Pertanyaan ini seringkali dimunculkan oleh pasangan suami – isteri sehubungan dengan Kejadian 2:24. Di sana dituliskan: "Sebab itu seorang laki-laki akan meninggalkan ayahnya dan ibunya dan bersatu dengan isterinya, sehingga keduanya menjadi satu daging". Sebagian orang Kristen memahami teks ini sebagai larangan bagi suami – isteri untuk tinggal bersama dengan orang tua/mertua.
Bagi sebagian orang, persoalan ini lebih dari sekadar persoalan theologis. Mereka benar-benar bergumul dengan relasi mertua – menantu atau orang tua – anak yang kurang baik. Banyak hal dipertaruhkan di atas penafsiran teks ini.
Apakah teks ini benar-benar melarang suami – isteri untuk tinggal serumah dengan mertua atau orang tua? Jawaban terhadap pertanyaan ini adalah negatif. Teks ini bukan larangan tentang hal tersebut.
Pertama, teks ini tidak membicarakan tentang tinggal satu rumah. Yang ditinggalkan oleh laki-laki pada saat dia menikah adalah ayahnya dan ibunya. Bukan rumah ayah dan ibunya. Tidak ada kata “rumah” di sana. Bahkan kesatuan suami – isteri pun tidak dikaitkan dengan rumah. Keduanya akan menjadi satu daging, bukan satu rumah.
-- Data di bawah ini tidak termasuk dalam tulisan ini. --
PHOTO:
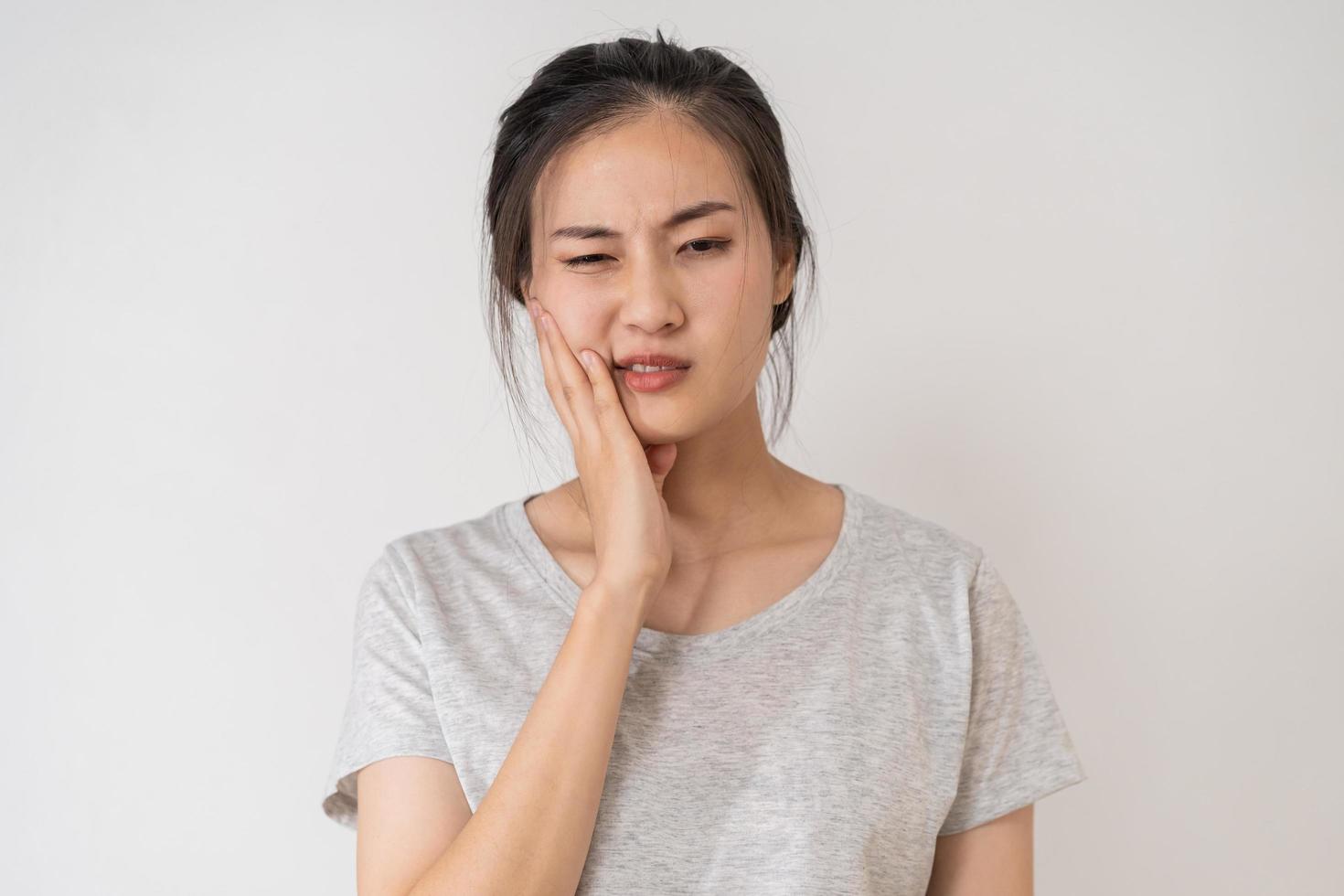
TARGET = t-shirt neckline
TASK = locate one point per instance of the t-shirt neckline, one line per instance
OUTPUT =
(512, 517)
Kedua, secara kultural orang-orang Israel dari dahulu justru menerima mempelai perempuan ke dalam keluarga besar mempelai laki-laki. Laki-laki Israel tidak meninggalkan rumah atau keluarga besarnya. Contoh yang paling jelas adalah Ishak yang masih tinggal bersama Abraham walaupun dia sudah menikah dengan Ribka (Kej. 24-25). Justru Ribka yang dibawa masuk ke dalam keluarga besar Abraham.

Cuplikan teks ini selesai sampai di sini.